You're talking about specific user experiences based on Jobs's dogmas. There's also absolutely nothing revolutionary about quality and user experience for that existed long before Steve Jobs "invented" it. ;)

> "A lot of the reason people are hating on windows now-a-days is because "fast enough" has become the name of the game for UX."

Apple is good enough married to a closed-off eco system. Almost like 16-bit home computers back in the day, but worse. The off-the-rack experience, just with modern enshittification.

PCs can be good enough, too. But here I have the option for something made-to-wear or even bespoke. That includes the many-flavored Windows; fast enough UX is an almost negligible part of the equation.


GP clearly said that it was Jobs' obsession that was revolutionary.

In bringing up modern Apple, you are arguing against things no one here has said.

And are you actually claiming that Windows is an open ecosystem...? And in fact so great is its openness that slow UX isn't even a problem?

> "GP clearly said that it was Jobs' obsession that was revolutionary."

And that's utterly inaccurate; nothing about that kind of behavior was revolutionary in any way; lots of CEOs were, are and will be obsessed with quality. If they can translate that into product lines, and to what extend, is written on another piece of paper.

I, for my part, was never impressed with Apple; their only product I really liked was one that Jobs allegedly hated: the Newton.

> "In bringing up modern Apple, you are arguing against things no one here has said."

It contrasts the criticism of modern Windows the guy I replied to brought up. :)

> "And are you actually claiming that Windows is an open ecosystem...?"

Uhm... no. But the IBM-compatible family obviously was and still is (x86/x64). It's not exactly Sharp's OS-agnostic "clean computer" concept, but it's the next best thing.

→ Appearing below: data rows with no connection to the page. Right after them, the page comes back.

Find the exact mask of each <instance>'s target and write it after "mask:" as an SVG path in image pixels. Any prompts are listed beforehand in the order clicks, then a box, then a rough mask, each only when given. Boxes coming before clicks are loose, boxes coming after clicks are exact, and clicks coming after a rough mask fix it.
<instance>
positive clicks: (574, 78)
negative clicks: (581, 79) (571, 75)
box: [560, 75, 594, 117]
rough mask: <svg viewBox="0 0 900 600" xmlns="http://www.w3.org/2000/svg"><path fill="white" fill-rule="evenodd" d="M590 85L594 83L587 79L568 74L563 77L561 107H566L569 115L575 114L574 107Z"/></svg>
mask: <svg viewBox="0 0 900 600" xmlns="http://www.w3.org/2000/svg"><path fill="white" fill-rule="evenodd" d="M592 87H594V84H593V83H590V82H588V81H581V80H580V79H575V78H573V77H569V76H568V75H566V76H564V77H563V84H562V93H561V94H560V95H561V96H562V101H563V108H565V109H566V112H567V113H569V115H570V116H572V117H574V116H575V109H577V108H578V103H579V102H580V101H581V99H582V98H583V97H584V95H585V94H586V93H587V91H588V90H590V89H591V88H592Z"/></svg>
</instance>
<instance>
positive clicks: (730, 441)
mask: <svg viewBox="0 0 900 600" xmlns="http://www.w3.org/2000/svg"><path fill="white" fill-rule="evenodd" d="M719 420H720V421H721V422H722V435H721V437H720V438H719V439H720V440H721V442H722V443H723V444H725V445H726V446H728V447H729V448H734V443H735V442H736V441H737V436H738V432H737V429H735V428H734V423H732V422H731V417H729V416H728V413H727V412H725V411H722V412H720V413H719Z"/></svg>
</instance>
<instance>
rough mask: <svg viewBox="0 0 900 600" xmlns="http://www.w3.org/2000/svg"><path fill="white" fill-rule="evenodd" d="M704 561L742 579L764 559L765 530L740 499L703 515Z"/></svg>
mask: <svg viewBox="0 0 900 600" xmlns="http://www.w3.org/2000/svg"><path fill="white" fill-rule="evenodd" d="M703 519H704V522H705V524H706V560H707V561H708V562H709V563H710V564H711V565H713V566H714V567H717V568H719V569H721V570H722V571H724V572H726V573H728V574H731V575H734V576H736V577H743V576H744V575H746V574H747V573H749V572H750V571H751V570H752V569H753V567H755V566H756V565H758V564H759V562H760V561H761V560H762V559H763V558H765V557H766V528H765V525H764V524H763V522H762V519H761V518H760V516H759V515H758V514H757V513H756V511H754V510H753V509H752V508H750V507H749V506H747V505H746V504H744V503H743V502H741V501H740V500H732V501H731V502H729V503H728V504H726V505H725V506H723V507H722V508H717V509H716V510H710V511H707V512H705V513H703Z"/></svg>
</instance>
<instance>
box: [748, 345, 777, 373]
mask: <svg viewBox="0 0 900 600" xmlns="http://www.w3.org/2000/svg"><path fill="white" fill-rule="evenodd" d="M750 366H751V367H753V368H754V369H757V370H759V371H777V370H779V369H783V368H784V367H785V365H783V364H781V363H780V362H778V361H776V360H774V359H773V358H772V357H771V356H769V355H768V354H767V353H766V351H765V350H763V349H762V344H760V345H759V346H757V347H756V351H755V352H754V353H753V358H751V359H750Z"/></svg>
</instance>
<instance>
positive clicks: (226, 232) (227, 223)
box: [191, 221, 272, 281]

> "And in fact so great is its openness that slow UX isn't even a problem?"

Again, no. I said the Windows UX is, or can be, fast enough and is therefore virtually a non-problem (Windows's problems have much more to do with Microsoft's abominable corporate culture).

Unless you're computer illiterate and bloat-up your system with badly-coded applications, and/or don't do due dilligence by way of choosing, streamlining and maintaining the best Windows version for you in the first place. And yes, I'm aware that both can sometimes not be avoided as one is forced into specific toolchains.